Le match n’était pas terminé mais il avait définitivement tourné.

A l’issue d’un combat de près de cinq heures, le dénouement sera aussi incroyable que frustrant. Incroyable en raison du niveau proposé par les deux hommes dans ce dernier acte, mais aussi très frustrant car cette finale d’anthologie s’est conclue sur un tie-break à 12-12, nouvelle règle introduite lors de cette édition 2019 de Wimbledon après l’interminable demi-finale Isner-Anderson un an plus tôt. Impérial dans ce jeu décisif, comme lors des deux premiers, Novak Djokovic l’emporte après un dernier coup droit de Roger Federer catapulté dans le ciel londonien. Le Centre Court est stupéfait, nous aussi.

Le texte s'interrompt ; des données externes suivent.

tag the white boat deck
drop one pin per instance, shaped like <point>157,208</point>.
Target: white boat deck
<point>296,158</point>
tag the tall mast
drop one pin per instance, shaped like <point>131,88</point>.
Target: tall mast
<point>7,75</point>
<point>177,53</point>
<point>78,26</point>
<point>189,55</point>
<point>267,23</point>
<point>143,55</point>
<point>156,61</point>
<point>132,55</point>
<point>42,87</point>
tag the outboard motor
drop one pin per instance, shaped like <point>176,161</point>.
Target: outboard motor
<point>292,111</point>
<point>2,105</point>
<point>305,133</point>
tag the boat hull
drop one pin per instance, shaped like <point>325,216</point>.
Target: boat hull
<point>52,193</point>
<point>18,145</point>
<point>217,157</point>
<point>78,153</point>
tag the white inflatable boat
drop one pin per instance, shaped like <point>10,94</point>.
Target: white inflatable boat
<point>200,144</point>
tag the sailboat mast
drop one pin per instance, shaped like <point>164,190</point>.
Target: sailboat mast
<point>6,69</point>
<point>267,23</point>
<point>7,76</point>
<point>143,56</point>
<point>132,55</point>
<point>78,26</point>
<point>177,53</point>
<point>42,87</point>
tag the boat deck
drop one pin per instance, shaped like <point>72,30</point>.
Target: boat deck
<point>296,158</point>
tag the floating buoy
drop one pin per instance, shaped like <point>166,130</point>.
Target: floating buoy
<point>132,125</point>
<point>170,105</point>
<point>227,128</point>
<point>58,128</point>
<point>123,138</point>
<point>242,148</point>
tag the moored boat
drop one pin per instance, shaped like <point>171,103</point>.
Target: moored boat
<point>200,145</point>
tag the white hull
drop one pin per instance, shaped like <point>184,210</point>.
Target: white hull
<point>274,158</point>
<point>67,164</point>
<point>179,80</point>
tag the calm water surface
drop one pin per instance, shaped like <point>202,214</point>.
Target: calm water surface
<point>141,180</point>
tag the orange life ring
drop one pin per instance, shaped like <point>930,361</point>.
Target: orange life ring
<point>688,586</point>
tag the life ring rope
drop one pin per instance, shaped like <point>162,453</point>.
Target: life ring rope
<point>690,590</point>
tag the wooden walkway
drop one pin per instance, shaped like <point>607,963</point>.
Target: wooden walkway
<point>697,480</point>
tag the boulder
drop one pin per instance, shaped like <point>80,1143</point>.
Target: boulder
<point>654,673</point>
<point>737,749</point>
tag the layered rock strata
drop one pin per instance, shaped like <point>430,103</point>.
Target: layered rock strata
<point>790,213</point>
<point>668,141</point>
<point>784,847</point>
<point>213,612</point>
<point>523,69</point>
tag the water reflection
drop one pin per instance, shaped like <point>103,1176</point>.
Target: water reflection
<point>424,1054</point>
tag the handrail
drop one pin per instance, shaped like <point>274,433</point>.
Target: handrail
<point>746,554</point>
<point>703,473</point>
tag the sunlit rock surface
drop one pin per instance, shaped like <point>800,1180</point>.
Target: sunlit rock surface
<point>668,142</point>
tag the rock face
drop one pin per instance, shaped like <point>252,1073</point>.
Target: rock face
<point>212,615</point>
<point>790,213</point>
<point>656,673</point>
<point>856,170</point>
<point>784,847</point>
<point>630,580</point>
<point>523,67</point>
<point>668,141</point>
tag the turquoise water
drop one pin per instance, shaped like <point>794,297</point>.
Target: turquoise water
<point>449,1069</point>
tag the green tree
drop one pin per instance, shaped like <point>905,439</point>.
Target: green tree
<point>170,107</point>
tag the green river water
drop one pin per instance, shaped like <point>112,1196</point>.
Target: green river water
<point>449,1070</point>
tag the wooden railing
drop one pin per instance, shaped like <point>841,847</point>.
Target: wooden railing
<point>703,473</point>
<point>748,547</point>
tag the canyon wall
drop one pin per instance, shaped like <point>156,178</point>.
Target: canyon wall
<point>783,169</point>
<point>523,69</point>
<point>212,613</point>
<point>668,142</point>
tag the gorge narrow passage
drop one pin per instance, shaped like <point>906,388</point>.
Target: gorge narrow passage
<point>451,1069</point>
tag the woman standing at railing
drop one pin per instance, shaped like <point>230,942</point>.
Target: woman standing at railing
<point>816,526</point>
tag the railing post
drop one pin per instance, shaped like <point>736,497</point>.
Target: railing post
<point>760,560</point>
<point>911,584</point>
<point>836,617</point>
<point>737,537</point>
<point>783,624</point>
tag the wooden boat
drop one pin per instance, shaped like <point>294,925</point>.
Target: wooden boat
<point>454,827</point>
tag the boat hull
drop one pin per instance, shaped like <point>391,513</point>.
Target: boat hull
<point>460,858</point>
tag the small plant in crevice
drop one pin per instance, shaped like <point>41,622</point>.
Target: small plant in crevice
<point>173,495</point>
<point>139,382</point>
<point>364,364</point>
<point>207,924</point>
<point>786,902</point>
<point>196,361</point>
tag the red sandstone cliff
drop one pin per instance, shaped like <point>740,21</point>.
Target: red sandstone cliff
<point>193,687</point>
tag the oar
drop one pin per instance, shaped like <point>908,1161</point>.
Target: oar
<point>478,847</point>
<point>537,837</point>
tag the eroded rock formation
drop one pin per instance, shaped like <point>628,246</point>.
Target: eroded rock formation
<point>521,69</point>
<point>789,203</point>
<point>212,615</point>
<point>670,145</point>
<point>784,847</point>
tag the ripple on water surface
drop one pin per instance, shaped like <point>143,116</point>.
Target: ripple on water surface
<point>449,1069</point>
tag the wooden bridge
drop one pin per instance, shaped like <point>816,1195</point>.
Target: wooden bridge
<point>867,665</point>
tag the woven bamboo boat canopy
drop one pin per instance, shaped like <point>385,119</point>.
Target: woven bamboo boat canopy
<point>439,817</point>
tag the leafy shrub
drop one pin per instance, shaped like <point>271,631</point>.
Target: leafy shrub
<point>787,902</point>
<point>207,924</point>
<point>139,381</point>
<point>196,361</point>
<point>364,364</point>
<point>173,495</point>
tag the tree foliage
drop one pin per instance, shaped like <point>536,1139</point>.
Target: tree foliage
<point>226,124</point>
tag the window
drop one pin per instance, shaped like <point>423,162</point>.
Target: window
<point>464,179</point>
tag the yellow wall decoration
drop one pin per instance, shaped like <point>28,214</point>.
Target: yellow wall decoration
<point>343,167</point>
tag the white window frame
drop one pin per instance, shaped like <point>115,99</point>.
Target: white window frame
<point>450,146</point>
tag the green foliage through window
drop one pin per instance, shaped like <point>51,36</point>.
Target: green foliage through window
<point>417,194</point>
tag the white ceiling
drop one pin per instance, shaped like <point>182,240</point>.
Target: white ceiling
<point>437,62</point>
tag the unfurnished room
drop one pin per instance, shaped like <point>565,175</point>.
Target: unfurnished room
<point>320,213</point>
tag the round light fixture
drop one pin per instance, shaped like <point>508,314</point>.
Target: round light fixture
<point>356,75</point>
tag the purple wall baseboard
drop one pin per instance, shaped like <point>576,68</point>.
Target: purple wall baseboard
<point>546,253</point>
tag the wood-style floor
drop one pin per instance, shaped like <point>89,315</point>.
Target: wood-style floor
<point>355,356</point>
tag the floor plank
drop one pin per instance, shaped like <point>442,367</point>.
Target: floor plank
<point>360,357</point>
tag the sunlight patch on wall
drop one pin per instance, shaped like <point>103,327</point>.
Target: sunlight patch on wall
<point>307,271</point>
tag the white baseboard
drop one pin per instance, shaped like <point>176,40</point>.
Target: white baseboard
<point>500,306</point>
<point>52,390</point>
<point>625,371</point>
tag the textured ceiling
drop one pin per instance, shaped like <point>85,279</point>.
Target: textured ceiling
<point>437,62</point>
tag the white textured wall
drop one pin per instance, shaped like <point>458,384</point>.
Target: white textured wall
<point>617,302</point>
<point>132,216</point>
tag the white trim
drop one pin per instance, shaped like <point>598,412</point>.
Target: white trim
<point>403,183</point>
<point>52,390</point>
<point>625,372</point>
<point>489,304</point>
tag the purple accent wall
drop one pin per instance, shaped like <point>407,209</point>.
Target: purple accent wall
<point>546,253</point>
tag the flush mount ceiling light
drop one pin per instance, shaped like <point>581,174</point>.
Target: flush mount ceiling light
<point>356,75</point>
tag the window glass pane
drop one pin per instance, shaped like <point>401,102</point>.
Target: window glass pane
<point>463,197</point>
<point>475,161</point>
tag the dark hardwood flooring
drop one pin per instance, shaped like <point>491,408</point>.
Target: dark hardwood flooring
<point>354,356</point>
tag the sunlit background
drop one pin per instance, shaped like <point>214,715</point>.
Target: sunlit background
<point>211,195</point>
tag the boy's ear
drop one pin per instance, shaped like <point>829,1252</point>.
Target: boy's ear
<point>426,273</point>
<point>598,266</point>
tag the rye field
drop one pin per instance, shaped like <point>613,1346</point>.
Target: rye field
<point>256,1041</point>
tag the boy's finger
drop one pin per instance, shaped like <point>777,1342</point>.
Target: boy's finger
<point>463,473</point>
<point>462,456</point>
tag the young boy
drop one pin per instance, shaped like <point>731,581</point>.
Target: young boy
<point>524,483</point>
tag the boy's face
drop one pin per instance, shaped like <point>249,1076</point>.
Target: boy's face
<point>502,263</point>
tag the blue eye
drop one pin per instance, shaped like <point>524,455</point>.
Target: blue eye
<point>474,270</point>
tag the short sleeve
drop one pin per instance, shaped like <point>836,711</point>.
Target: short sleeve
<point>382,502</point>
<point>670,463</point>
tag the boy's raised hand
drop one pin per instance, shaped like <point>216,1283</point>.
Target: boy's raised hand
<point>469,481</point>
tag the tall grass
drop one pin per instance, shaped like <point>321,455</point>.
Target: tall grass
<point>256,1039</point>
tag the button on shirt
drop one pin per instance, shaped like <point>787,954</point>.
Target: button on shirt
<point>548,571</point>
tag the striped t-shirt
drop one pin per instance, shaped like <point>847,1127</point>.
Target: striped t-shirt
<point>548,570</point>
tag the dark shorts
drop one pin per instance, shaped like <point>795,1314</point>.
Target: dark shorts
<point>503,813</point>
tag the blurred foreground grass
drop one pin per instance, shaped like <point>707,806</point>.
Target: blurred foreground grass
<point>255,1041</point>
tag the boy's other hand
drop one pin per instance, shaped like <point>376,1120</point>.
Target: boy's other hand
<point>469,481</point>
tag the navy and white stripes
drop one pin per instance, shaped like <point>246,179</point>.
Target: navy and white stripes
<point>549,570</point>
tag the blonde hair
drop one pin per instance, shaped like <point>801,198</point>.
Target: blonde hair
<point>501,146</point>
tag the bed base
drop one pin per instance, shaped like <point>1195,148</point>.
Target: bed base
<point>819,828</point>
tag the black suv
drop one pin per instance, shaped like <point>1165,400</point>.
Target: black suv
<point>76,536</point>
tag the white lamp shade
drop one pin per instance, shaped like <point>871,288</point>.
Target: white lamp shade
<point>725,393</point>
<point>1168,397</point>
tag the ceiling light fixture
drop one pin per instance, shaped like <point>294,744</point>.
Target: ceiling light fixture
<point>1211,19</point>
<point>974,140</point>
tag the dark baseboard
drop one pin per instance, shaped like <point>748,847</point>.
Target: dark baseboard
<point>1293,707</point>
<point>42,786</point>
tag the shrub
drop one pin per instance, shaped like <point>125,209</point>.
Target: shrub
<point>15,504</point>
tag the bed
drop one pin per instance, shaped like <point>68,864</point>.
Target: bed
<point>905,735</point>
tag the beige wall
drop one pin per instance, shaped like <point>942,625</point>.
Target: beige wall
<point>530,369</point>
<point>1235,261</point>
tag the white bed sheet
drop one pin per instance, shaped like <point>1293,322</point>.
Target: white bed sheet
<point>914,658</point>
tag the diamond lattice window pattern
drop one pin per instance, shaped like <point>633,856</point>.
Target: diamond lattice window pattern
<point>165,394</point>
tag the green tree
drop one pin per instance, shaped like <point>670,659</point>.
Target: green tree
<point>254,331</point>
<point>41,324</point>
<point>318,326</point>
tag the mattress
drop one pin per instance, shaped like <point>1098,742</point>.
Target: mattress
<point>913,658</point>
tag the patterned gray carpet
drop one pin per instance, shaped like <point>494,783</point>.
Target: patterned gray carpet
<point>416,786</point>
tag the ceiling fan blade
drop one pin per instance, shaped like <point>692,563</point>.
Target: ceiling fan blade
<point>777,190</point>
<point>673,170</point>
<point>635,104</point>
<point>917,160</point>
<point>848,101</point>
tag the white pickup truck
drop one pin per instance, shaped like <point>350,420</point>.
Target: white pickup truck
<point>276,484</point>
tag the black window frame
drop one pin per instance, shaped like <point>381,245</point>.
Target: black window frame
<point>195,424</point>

La défaite du Suisse contre Rafael Nadal sur ce même Centre Court, en 2008, dans ce qui est considéré par de nombreux observateurs (et nous aussi) comme l’un des meilleurs matches de l’histoire du tennis, était jusque-là la plus douloureuse de sa carrière. Mais cette finale contre Djokovic l’an passé est encore un cran au-dessus dans le panthéon des les défaites les plus cruelles de la carrière de Federer. Après ce triste dénouement, le Suisse admettra qu’il n’arrive pas à croire comme une si belle opportunité a pu lui filer entre les mains… Un an plus tard, pas sûr qu’il le réalise davantage. Cette finale, dont l’empreinte dans l’histoire reste à définir selon l’issue de la course au record de titres en Grand Chelem, restera dans toutes les mémoires. Surtout celle de Federer.